Karzai to sign security deals on India visit

Reuters/B Mathur

Afghan President Hamid Karzai is set to strengthen security ties with India and seal deals on energy and mining on a two-day visit to Delhi that started Tuesday. Karzai meets Indian Prime Minister Manmohan Singh as his relations with Pakistan have worsened.


Karzai, who has already visited Delhi once this year, was set to sign a security agreement that will give India a greater role in training Afghan troops ahead of the drawdown of US troops, according to Indian Foreign Minister SM Krishna.

Dossier: AfPak news and analysis

He is also set to accept Indian “help” in exploiting Afghanistan’s large and little-tapped mineral resources.

And the two countries may sign a “strategic partnership”, according to the Indian Express newspaper.

India has ploughed 1.1 billion euros in aid into Afghanistan in its effort to counterbalance Pakistan’s influence in the country.

Karzai last week lashed out at Islamabad for its spy service’s alleged links to the Taliban and the Haqqani network, which he accused of being behind the killing of peace envoy Burhanuddin Rabbani.

Although he softened his tone in an address on Monday, saying that the two countries are “inseparable brothers”, he also warned against “a double-standard game” and the use of “terrorism” as a foreign policy tool.

His criticism of Islamabad echoed US Chief of Staff Admiral Mike Mullen’s claim that the Haqqanis had carried out last month’s attack on the US embassy and that they are a “veritable arm” of the ISI spy agency.

The sharper US tone prompted speculation in Pakistan that the US, which has long operated drone attacks on Pakistani territory, was preparing an assault on the network in North Waziristan, where it has been based since the fall of the Taliban in 2001.

They also signified frustration at the failure of talks with the insurgents to bear fruit.

But US officials later tempered those remarks and both Washington and Kabul know they cannot write Islamabad out of the Afghan equation.

”They can’t live with us.

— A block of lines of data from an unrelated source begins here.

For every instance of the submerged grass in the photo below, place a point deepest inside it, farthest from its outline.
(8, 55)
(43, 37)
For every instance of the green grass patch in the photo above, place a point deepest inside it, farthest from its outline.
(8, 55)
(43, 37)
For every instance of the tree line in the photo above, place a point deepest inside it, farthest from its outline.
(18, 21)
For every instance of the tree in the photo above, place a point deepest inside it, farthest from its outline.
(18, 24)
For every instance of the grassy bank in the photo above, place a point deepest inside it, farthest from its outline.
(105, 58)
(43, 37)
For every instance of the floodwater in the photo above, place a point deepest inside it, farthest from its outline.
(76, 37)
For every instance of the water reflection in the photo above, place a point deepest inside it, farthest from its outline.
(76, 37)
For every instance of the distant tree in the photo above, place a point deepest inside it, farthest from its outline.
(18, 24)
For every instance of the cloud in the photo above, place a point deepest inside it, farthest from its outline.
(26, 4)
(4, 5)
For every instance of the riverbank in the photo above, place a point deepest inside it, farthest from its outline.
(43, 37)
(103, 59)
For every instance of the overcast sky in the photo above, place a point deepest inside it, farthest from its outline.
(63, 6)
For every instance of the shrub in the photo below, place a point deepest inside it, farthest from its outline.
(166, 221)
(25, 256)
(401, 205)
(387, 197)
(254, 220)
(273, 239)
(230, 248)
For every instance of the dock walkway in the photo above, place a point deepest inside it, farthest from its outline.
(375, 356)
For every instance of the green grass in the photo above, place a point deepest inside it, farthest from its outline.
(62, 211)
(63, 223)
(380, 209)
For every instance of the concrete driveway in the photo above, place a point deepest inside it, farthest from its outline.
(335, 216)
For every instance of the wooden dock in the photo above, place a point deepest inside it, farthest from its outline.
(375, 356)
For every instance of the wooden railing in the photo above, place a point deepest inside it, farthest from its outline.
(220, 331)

They can’t live without us,” Pakistani Prime Minister Yousef Raza Gilani told reporters recently.

New Delhi, which has been in the vanguard of charges that Pakistan manipulates “terrorists”, would like to diplomatically encircle Pakistan and hopes to profit from the latest spats.

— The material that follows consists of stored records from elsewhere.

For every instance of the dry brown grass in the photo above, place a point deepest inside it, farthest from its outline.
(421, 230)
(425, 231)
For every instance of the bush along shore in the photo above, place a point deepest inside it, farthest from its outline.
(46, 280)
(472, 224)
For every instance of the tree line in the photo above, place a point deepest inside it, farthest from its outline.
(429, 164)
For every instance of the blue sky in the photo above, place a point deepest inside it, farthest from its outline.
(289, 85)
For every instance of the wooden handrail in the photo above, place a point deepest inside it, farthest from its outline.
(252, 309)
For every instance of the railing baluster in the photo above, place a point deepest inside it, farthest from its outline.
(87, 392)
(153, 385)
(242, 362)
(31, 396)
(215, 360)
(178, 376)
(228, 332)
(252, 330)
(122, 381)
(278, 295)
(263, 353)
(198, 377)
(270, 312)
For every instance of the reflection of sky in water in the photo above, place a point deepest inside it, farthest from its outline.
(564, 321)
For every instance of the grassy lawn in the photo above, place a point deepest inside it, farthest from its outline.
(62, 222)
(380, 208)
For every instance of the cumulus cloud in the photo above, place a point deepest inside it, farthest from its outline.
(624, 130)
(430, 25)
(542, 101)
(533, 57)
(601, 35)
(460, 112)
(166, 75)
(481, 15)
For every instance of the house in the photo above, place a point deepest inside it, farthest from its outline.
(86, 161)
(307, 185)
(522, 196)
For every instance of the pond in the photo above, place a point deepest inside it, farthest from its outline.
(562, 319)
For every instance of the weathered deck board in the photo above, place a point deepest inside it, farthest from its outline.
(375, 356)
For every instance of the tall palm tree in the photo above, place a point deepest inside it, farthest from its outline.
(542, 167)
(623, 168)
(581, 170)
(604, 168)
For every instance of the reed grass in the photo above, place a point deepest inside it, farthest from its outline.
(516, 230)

But Indian politicians know that Karzai has been further weakened by Rabbani’s assassination and that sectarian divisions are deepening in Afghanistan, so they are obliged to tread a little carefully.

A US regional initiative is to be discussed in Istanbul on 2 November and an international conference to prepare for post-drawdown Afghanistan will be held in Bonn on 5 December.